ROCKY HORROR BURLESQUE SHOW

Alberto Morate

En la noche siempre surgen sombras inesperadas. Sorpresas. También sueños, lo prohibido, lo escabroso en muchas ocasiones. Quizá el terror, pero también lo cómico. Lo transgresor, los vampiros que no pueden ver la luz del sol, la luna desnuda e impúdica ante las miradas obscenas. La noche destapa lo que oculta el día. Y se burla de ese mismo día pacato y rutinario, sin alicientes ni riesgos emocionales. En la noche puedes toparte con una casa o mansión o castillo habitado por fantasmas.

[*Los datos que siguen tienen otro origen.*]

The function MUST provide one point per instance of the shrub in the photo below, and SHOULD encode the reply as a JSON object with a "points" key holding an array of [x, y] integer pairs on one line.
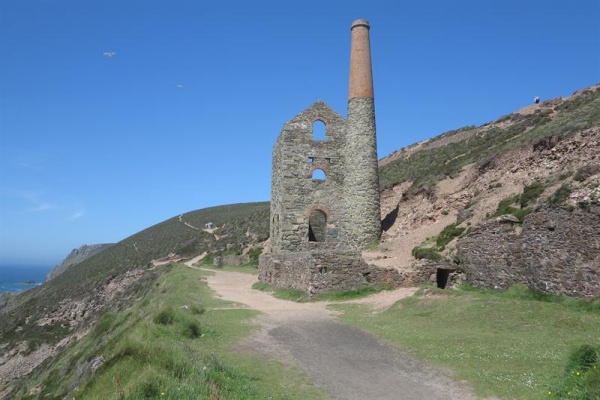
{"points": [[560, 196], [531, 193], [253, 254], [447, 234], [165, 317]]}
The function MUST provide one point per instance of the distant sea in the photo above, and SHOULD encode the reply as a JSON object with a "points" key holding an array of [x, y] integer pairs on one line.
{"points": [[16, 278]]}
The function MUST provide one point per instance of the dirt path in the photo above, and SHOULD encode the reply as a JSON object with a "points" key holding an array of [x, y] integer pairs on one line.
{"points": [[348, 363]]}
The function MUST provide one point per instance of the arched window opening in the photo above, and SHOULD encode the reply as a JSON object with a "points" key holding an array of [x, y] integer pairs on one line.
{"points": [[319, 130], [319, 175], [317, 226]]}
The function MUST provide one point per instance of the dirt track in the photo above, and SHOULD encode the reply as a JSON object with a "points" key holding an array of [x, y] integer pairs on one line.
{"points": [[348, 363]]}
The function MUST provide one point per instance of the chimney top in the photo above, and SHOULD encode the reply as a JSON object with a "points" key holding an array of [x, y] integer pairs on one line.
{"points": [[360, 22], [361, 77]]}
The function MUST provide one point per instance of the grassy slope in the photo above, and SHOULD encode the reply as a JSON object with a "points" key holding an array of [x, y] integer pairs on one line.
{"points": [[504, 344], [441, 329], [170, 236], [178, 342], [426, 167]]}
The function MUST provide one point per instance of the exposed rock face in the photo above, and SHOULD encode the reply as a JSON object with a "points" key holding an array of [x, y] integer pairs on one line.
{"points": [[555, 251], [75, 257]]}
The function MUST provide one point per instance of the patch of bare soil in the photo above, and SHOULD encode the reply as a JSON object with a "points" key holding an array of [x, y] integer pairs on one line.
{"points": [[348, 363]]}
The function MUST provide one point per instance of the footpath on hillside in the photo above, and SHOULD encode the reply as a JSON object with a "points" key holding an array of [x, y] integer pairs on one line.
{"points": [[347, 362]]}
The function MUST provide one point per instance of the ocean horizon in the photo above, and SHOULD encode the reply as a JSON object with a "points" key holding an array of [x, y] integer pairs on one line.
{"points": [[17, 278]]}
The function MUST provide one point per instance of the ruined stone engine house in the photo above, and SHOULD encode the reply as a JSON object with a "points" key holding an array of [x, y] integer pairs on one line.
{"points": [[325, 204]]}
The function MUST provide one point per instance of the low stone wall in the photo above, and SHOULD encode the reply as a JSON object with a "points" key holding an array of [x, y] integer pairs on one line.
{"points": [[317, 272], [555, 251]]}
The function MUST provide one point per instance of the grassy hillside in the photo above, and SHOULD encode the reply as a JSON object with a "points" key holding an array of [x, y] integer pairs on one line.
{"points": [[162, 323], [448, 153], [176, 343], [84, 282], [512, 345]]}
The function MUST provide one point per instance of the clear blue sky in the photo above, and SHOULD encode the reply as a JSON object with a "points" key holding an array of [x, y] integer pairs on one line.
{"points": [[184, 115]]}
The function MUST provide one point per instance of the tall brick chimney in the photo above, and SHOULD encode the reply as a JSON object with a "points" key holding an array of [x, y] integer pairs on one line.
{"points": [[362, 172], [361, 77]]}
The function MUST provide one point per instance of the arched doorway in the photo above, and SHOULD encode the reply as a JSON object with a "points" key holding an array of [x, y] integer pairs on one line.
{"points": [[317, 226]]}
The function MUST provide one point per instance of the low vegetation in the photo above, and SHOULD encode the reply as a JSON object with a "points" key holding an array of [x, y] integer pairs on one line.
{"points": [[435, 162], [302, 297], [175, 343], [238, 225], [512, 344]]}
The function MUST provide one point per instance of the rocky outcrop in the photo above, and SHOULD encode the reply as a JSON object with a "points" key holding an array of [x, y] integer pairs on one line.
{"points": [[555, 251], [75, 257]]}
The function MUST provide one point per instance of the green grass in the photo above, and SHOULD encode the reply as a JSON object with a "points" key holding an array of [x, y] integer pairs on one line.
{"points": [[171, 236], [301, 297], [513, 344], [178, 342]]}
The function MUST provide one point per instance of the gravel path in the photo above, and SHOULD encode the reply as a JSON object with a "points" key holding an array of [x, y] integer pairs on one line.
{"points": [[348, 363]]}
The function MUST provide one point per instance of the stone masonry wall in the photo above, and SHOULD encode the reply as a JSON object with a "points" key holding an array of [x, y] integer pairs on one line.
{"points": [[555, 251], [294, 194], [316, 272]]}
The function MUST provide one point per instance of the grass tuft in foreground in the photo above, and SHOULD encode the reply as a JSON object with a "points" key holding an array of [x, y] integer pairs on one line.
{"points": [[513, 344], [178, 342]]}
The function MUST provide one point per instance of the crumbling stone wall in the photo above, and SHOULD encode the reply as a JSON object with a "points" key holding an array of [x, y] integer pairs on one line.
{"points": [[294, 194], [555, 251], [316, 272], [319, 226]]}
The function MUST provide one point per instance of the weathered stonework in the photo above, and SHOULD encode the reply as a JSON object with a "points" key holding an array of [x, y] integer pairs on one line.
{"points": [[317, 271], [555, 251], [320, 224]]}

Fantasmas transilvanos que cantan y bailan. Que ejecutan las mejores canciones de rock de todos los tiempos, que trastocarán su aspecto, que buscarán sexo y placer, que intentarán crear al ser humano perfecto, aunque solo sepa decir banana. Para eso es la noche y está la imaginación desbordada.

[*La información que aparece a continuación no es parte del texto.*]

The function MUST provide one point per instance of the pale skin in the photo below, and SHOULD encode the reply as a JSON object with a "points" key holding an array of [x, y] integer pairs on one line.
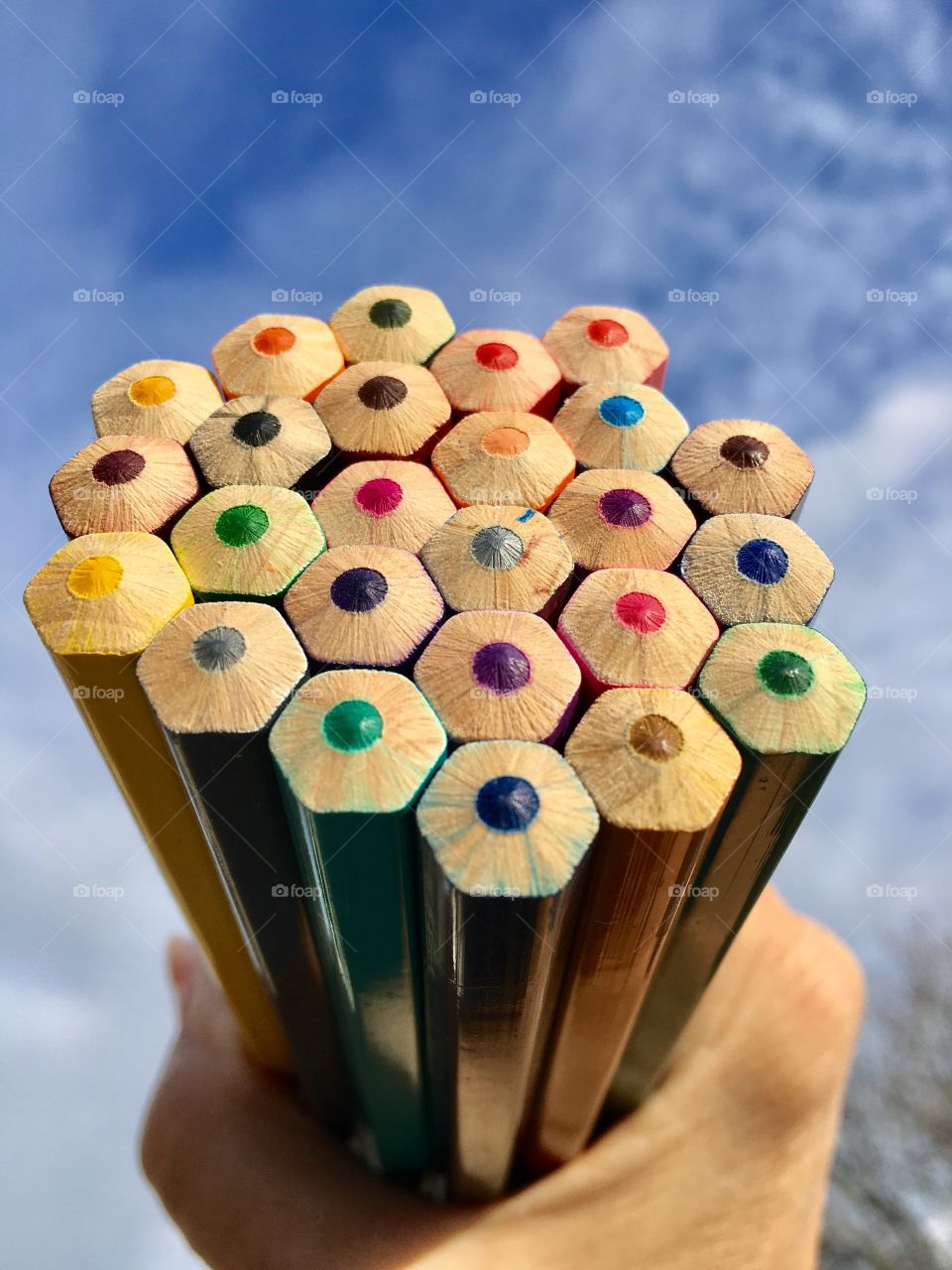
{"points": [[725, 1167]]}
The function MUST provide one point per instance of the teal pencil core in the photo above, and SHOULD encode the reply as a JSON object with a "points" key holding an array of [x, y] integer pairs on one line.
{"points": [[353, 725], [243, 525], [784, 674]]}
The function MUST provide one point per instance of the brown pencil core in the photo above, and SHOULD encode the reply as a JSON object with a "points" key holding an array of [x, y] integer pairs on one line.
{"points": [[746, 451], [656, 738], [382, 393], [506, 443], [118, 467], [273, 340]]}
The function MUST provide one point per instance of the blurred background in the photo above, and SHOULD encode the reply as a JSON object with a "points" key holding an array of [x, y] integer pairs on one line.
{"points": [[769, 182]]}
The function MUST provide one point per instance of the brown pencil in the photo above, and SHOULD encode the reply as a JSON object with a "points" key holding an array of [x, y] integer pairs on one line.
{"points": [[123, 483], [497, 557], [363, 606], [499, 370], [597, 344], [497, 676], [282, 354], [742, 465], [155, 399], [382, 502], [385, 411], [393, 324], [660, 771], [261, 441], [504, 457], [636, 627], [749, 568], [621, 426], [612, 518]]}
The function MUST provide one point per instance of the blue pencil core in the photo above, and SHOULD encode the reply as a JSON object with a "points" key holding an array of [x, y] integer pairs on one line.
{"points": [[762, 561], [621, 412], [507, 804]]}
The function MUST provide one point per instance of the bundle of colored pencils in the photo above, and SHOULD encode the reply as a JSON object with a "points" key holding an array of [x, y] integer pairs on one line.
{"points": [[408, 544]]}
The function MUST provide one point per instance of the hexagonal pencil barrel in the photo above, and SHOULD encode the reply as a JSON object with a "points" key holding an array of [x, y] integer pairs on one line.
{"points": [[751, 568], [96, 604], [497, 676], [246, 543], [636, 627], [262, 440], [216, 676], [612, 518], [365, 607], [123, 484], [789, 699], [506, 826], [353, 748], [499, 557], [660, 771]]}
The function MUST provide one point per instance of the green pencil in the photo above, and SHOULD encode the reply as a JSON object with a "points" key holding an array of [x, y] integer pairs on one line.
{"points": [[353, 749], [789, 698]]}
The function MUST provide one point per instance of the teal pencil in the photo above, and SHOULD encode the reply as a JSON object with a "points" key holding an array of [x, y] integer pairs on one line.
{"points": [[353, 749], [789, 698]]}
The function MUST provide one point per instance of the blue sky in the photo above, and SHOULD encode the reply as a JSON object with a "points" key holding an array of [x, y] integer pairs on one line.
{"points": [[780, 168]]}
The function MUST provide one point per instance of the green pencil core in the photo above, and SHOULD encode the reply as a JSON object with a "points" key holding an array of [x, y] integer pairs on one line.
{"points": [[243, 525], [353, 725], [784, 674]]}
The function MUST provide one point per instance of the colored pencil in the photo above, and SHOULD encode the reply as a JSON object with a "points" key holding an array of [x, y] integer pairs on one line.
{"points": [[749, 568], [636, 627], [382, 502], [393, 324], [498, 557], [385, 411], [789, 698], [742, 465], [155, 399], [363, 606], [502, 456], [353, 749], [601, 344], [95, 604], [506, 826], [123, 483], [246, 543], [261, 441], [612, 518], [621, 426], [499, 676], [660, 771], [216, 676], [281, 354], [498, 370]]}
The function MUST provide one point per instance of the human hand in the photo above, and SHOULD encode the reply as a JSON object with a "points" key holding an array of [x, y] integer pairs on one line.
{"points": [[725, 1167]]}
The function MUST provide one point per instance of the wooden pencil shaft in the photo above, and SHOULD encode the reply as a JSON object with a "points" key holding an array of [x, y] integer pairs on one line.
{"points": [[116, 711], [232, 785], [770, 802], [493, 966], [365, 916]]}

Para ofrecernos este show en tono burlesco, como su propio título indica, en tono de horror que se ríe de sí mismo, en performances, en participación implicada del público que grita cuando hace falta. En ciencia ficción de andar por casa, pero que divierte y que se celebra con las buenas interpretaciones de las canciones y las coreografías.

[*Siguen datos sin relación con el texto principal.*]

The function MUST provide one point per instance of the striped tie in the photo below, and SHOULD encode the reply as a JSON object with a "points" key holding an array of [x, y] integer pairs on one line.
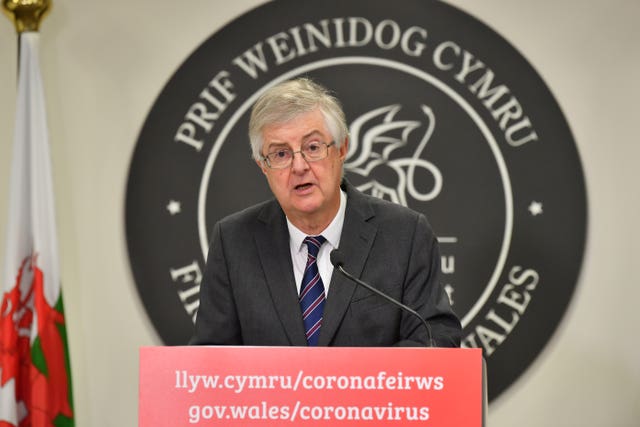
{"points": [[312, 291]]}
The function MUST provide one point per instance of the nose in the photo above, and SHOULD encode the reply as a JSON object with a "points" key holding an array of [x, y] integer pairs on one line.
{"points": [[298, 163]]}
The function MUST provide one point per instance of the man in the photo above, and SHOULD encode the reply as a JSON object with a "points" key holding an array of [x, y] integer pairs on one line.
{"points": [[269, 278]]}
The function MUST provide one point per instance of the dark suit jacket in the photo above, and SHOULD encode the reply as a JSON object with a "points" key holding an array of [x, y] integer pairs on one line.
{"points": [[248, 295]]}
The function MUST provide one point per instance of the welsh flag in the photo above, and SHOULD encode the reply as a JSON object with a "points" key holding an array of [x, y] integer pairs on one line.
{"points": [[35, 380]]}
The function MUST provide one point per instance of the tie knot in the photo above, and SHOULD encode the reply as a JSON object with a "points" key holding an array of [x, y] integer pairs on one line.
{"points": [[314, 243]]}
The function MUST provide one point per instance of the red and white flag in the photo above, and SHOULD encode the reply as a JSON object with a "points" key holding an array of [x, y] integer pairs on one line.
{"points": [[35, 379]]}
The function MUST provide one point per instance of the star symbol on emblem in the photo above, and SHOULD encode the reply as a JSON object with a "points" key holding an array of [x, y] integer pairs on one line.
{"points": [[174, 207], [535, 208]]}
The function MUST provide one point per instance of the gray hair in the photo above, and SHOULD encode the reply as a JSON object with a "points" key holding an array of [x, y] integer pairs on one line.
{"points": [[286, 101]]}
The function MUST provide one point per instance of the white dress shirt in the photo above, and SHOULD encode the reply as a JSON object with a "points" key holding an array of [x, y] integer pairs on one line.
{"points": [[299, 249]]}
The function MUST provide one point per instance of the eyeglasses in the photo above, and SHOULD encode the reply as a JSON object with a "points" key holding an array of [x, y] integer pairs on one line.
{"points": [[311, 151]]}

La adaptación corre a cargo de Laura Ferro, así como la codirección junto a Marcelino Lunar. Lo cierto es que no paran. Hay complicidad entre los actores. Y se entregan en cuerpos y en bailes y en provocaciones mientras cantan.

Federico Ortíz, Leyre Aranda, Natalia Pascual, Javier Ramos, o Miriam Camino, ejecutan sus bailes con voces extraordinarias. Se pasan dos horas de auténtico show, de locura y pasiones encontradas.